It was late in the afternoon when we returned from a trip to Versailles to the metro station closest to our hotel which was the Saint-Michel Notre-Dame. I was in Paris for a long weekend with my bestie, J, and we were exhausted by the time we got back to Paris. Versailles was grand on an unimaginable scale and had involved a lot of walking. As we came out into sunny Paris from the underground station, I felt rested by the hour or so spent in the train and decided to just find a café to spend until dinner-time while J decided to head back to our room and take a nap.

I started walking along the left-bank of the Seine and spotted a bookstore with an old-school store-front that had a yellow bit running above the green display-windows and doors with metal letters spelling out ‘SHAKESPEARE AND COMPANY’. It rang a bell but I couldn’t quit place where I had heard of this bookstore before. There was a small queue in front of the door and I joined it. To add to the excitement was the gorgeous view of the Notre Dame through the cherry blossoms. With the afternoon sun lighting up the façade of the church, it was almost like the church was glowing from within.

There was a cart of second-hand books just outside the entrance and I was browsing it while waiting for my turn to get in, in the last leg of the queue.
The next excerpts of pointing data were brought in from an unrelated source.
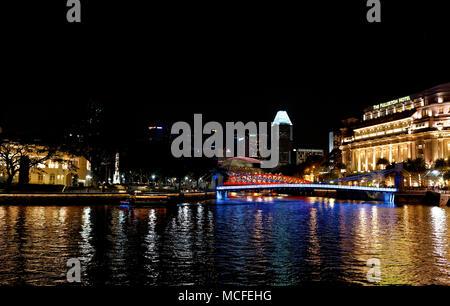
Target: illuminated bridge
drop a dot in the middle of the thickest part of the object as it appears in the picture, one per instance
(243, 181)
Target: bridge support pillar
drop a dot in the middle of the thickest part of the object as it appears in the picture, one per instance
(221, 194)
(389, 197)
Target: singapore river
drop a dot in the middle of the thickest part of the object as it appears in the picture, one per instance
(289, 241)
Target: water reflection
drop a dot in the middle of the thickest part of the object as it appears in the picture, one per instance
(277, 242)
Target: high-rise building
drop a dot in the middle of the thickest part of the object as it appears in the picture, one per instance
(286, 137)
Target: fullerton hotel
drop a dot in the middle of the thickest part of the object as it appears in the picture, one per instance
(408, 127)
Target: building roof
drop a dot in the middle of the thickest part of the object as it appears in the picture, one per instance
(282, 118)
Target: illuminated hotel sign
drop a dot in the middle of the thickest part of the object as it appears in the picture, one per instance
(392, 102)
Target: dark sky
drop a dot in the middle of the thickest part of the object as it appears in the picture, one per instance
(322, 63)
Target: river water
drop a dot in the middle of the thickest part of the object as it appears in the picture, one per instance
(289, 241)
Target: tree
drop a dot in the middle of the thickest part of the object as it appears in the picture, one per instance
(440, 164)
(416, 166)
(16, 157)
(382, 161)
(446, 175)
Once inside, the bookstore was a dream come true! Dark, tall shelves bursting with books and running from wall to wall and floor to ceiling. Narrow rooms leading to more book-filled rooms. There were comfy chairs placed here and there, and a few stools too. Old books and new in every genre you can think of. And all in English! They also have rare and antiquarian books but of course they weren’t on display. The bookstore had an eerie similarity to the catacombs I had visited the previous evening with neatly stacked skulls and bones replaced by book-spines. It was also definitely less absurd than the catacombs to spend a leisurely evening in.

I must have spent an hour or so at the bookstore before I headed upstairs to the reading and writing rooms. More books and seating, all old and mangled. Secret nooks with writing tables, communal seating, chairs for the loners, long benches if you want to lie down while reading and a piano. The atmosphere of the reading room is perfect for any kind of book-lover. I settled down on an armchair and started reading the book I had just picked up downstairs. The resident cat was resting on the day bed and even had a sign asking not to be disturbed. There were a few more people sitting and reading while several people came by and took photos and left. Someone else then started playing the piano and as the music meandered through the narrow rooms to where I was sitting, I thought that this is what my version of heaven would be. I spent another hour or so there before heading out with more books than I intended to buy.
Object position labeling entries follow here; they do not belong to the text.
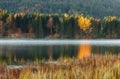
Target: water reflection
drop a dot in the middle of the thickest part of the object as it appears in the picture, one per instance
(54, 49)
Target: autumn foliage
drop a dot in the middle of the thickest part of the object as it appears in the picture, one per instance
(84, 22)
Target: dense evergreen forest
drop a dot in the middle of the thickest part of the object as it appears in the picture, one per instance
(97, 8)
(37, 25)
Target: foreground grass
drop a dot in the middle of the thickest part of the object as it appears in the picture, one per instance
(95, 67)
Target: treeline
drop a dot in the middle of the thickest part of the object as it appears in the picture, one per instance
(97, 8)
(37, 25)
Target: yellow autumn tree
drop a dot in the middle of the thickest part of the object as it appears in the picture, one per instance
(84, 22)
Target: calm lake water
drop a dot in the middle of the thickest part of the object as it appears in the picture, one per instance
(31, 49)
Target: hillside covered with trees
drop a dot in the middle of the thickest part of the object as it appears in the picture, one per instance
(37, 25)
(97, 8)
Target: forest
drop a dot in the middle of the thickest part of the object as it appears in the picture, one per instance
(97, 8)
(38, 25)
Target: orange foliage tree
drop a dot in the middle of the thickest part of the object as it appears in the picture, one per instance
(84, 22)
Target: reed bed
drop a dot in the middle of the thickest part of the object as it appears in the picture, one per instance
(94, 67)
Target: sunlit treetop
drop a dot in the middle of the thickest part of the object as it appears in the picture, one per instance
(84, 22)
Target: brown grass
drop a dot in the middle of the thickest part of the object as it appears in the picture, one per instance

What I loved the most about the bookstore was how welcome it was to everyone irrespective of whether or not they purchased something. It was one of those rare spaces where you could just be without there being an expectation of spending money. This is also my favourite thing about Blossoms Bookstore where I’ve spent hours during my university days just looking, smelling and feeling the pages of old books.

I found out later, while reading about the history of the bookstore, that the founder, George Whitman was deeply inspired by the generosity he experience while travelling across Central America. He made the motto of the bookstore: “Be not inhospitable to strangers lest they be angels in disguise.” and got it painted at the entrance to the reading room. It reminded me of a bedtime story my mother told me often, a devotee begging for his god to be his guest. The god comes to him in different forms – as a beggar, as a peddler, as a neighbour, etc. The devotee serves them all and finally god appears to him as himself and the devotee complains that he took too long to grant his wish. The god then tells him that he has been visiting him everyday albeit in different forms and that the devotee has tended to his needs all those times. The god then leaves him with the concept ‘Atithidevo Bhava’ (अतिथिदेवो भव:) meaning guests are equivalent to god.

Ever since he started the bookstore in 1951, aspiring writers were allowed to sleep in beds nestled among bookshelves in exchange for some help with the store, agreeing to read a book a day, and writing a one-page autobiography for the shop’s archives. Even today, the doors of the bookstore are open to the so-called ‘tumbleweeds’.

Despite being a book-lover, Shakespeare and Company was not at the top of my Paris bucket-list but fate had a way of correcting it. I spent a relaxing few hours there and came back touched by the warmth of the place. It will now forever feature on any future Paris bucket-list. Sorry Blossoms, but I now have a new favourite bookstore.